Henri Osewoudt

Uit Wikipedia, de vrije encyclopedie

Henri Osewoudt is de hoofdpersoon van de roman De donkere kamer van Damokles uit 1958 van de Nederlandse schrijver Willem Frederik Hermans. Osewoudt is in de bezettingstijd sigarenwinkelier in Voorschoten als hij via de mysterieuze legerofficier Dorbeck, uiterlijk bijna zijn dubbelganger, bij het verzet betrokken raakt.

Biografie[bewerken | brontekst bewerken]

Toen Henri Osewoudt twaalf was en op de lagere school zat, vermoordde zijn moeder zijn vader, waarna een oom in Amsterdam de opvoeding van Osewoudt voor zijn rekening neemt. Op achttienjarige leeftijd trouwt hij met zijn nicht Ria, met wie hij de sigarenzaak van zijn vader voortzet. Aan de vooravond van de Tweede Wereldoorlog is Osewoudt twintig. Tijdens de oorlogsdagen vraagt Dorbeck, een luitenant in het leger, hem om een fotorolletje te ontwikkelen. Na de capitulatie brengt Dorbeck zijn militaire kleding bij Osewoudt en een filmrolletje. Bij het ontwikkelen ziet Osewoudt dat de opnamen mislukt zijn en besluit om zelf met een Leica militaire objecten vast te leggen. In opdracht van Dorbeck voert hij, met anderen, in Haarlem een aanslag uit. Pas drie jaar later krijgt hij weer een opdracht van Dorbeck. Als Osewoudt verneemt dat de Duitsers hem thuis opwachten, duikt hij onder.

Osewoudt pleegt veel moorden in opdracht van Dorbeck. In totaal doodt hij een man in Haarlem, drie mensen in Lunteren, Ebernuss, Ria en een officier van de Luftwaffe. Ter wille van zijn veiligheid ondergaat Osewoudt een gedaanteverandering. Marianne verft zijn haar zwart en Dorbeck voorziet hem van een verpleegstersuniform. Ook bedient hij zich van schuilnamen: Filip van Druten, Joost Melgers, Clara Boeken.
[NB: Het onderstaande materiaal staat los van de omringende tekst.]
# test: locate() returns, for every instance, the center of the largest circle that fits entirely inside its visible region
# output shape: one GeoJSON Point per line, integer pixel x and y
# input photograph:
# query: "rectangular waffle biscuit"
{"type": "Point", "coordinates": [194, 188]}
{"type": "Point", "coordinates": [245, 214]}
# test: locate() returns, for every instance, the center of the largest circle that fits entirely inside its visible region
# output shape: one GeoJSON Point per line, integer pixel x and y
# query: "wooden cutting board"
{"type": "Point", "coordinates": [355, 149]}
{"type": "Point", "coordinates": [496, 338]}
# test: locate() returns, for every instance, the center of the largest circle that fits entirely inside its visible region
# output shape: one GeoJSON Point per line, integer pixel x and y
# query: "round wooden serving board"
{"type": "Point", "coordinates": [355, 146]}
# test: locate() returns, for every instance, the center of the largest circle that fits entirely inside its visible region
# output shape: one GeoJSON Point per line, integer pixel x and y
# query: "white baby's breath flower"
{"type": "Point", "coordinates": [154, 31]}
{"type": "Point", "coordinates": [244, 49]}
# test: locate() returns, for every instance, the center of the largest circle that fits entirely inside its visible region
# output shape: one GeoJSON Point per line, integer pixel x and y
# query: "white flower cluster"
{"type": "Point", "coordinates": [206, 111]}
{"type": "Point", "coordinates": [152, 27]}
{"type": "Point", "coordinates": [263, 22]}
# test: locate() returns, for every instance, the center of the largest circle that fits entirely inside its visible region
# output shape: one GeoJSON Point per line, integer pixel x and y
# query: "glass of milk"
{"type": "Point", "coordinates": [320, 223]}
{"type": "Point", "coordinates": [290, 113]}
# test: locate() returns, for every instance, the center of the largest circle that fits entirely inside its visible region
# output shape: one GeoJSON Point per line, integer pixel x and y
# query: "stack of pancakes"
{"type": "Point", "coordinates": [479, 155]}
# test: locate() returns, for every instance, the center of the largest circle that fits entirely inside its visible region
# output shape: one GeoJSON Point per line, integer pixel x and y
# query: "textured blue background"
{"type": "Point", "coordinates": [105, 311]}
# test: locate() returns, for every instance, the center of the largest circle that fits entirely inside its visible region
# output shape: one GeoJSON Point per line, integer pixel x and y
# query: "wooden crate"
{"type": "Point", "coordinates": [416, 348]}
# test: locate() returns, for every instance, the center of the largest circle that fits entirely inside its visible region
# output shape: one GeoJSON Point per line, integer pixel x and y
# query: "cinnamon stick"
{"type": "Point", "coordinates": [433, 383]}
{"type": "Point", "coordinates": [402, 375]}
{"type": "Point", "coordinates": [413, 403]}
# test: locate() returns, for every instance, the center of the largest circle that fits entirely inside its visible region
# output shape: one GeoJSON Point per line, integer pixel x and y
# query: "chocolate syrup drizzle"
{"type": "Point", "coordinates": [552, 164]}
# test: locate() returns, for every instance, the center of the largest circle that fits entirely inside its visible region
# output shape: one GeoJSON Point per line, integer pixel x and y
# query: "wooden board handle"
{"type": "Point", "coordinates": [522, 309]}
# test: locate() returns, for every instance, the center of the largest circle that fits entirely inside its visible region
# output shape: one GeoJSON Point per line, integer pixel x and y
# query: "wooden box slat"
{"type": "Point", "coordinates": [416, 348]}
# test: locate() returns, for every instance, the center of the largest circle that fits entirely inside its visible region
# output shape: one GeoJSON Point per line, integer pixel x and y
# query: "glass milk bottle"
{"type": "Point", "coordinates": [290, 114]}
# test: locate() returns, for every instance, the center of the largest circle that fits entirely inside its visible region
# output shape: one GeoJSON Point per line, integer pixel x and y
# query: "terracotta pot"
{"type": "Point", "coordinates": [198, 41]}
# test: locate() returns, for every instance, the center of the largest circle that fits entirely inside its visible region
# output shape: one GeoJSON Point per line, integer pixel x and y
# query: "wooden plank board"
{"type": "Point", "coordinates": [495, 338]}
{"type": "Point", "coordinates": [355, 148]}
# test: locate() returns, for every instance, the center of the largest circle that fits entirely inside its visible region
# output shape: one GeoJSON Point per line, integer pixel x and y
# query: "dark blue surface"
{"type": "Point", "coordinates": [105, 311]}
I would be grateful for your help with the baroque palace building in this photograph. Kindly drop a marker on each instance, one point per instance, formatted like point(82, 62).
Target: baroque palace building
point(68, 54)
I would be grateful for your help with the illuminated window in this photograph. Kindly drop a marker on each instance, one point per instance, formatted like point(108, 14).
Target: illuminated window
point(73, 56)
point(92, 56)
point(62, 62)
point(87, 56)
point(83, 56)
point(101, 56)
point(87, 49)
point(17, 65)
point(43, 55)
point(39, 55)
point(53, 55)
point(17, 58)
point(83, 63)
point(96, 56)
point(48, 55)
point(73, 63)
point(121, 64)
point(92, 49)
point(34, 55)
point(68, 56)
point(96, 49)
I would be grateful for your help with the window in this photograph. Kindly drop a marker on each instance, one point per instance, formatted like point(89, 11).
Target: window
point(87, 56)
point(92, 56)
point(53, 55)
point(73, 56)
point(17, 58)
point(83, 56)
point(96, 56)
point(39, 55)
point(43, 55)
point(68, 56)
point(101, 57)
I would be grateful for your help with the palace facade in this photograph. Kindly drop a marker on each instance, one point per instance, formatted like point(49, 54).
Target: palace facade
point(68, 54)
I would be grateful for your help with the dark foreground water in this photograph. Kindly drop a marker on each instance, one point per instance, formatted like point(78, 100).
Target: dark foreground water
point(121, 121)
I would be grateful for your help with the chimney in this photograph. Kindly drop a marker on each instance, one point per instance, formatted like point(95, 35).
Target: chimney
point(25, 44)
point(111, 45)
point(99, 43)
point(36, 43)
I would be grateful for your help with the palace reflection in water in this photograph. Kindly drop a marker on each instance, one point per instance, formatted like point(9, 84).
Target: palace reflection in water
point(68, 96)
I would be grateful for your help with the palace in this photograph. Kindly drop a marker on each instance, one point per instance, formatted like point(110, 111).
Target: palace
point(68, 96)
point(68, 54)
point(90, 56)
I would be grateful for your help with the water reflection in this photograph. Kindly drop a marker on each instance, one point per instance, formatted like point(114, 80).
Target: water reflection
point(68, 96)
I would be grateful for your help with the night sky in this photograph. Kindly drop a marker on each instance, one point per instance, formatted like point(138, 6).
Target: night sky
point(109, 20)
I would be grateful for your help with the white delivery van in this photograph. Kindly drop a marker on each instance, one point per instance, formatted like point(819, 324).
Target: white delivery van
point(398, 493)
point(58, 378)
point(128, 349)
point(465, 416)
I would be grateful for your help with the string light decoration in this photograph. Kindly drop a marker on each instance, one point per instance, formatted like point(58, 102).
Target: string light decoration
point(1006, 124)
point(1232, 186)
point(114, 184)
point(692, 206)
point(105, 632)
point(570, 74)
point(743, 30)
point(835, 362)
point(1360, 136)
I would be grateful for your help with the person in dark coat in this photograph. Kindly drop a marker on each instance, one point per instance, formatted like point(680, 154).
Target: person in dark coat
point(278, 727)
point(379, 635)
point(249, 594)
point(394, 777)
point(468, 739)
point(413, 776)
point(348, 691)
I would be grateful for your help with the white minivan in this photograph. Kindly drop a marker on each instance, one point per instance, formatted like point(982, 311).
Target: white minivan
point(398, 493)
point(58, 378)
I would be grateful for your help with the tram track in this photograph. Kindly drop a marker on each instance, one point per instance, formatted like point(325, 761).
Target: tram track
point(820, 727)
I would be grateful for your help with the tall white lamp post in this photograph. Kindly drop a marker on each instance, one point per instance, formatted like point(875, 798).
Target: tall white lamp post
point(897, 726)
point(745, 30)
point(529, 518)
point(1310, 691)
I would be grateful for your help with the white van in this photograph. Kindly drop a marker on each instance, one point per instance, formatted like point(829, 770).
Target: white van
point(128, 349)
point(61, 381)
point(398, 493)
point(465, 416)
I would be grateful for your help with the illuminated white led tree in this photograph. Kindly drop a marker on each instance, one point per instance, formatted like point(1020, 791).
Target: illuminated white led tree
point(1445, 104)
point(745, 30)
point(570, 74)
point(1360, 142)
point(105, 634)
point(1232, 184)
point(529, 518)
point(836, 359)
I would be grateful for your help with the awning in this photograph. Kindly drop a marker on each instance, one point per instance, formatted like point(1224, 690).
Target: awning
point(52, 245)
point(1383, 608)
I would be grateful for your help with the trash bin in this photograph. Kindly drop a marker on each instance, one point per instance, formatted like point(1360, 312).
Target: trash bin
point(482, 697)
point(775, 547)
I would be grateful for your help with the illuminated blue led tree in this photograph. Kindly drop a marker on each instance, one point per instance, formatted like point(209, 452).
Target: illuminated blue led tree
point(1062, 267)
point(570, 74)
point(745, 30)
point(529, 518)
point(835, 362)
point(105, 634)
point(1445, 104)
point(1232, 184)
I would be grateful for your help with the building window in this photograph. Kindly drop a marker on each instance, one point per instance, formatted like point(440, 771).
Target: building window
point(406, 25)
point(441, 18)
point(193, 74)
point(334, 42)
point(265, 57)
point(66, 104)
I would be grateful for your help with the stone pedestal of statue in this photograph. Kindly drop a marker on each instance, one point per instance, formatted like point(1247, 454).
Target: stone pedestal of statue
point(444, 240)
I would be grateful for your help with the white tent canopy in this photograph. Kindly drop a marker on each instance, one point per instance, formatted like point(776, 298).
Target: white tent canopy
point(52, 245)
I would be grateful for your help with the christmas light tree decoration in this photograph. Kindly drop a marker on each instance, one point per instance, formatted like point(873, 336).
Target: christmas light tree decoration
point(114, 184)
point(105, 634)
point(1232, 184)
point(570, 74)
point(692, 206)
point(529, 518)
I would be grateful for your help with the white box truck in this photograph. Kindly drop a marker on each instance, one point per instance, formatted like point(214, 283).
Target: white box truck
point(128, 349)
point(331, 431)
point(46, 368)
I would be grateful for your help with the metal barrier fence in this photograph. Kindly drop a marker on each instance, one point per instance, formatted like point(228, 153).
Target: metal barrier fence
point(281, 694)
Receptie[bewerken | brontekst bewerken]

Volgens Ed Popelier is Osewoudt een zwakkeling die zijn minderwaardigheid terdege beseft.[1] Osewoudt kent geen gevoelens van vaderlandsliefde, maar grijpt de oorlog aan 'om zijn sluimerende agressiviteit tot zijn recht te laten komen.'[2] Ook zijn deelname aan het verzet is slechts een poging 'gelijk te worden aan zijn superego', al weet hij zich ten diepste steeds 'de kleurloze sigarenhandelaar'.[3]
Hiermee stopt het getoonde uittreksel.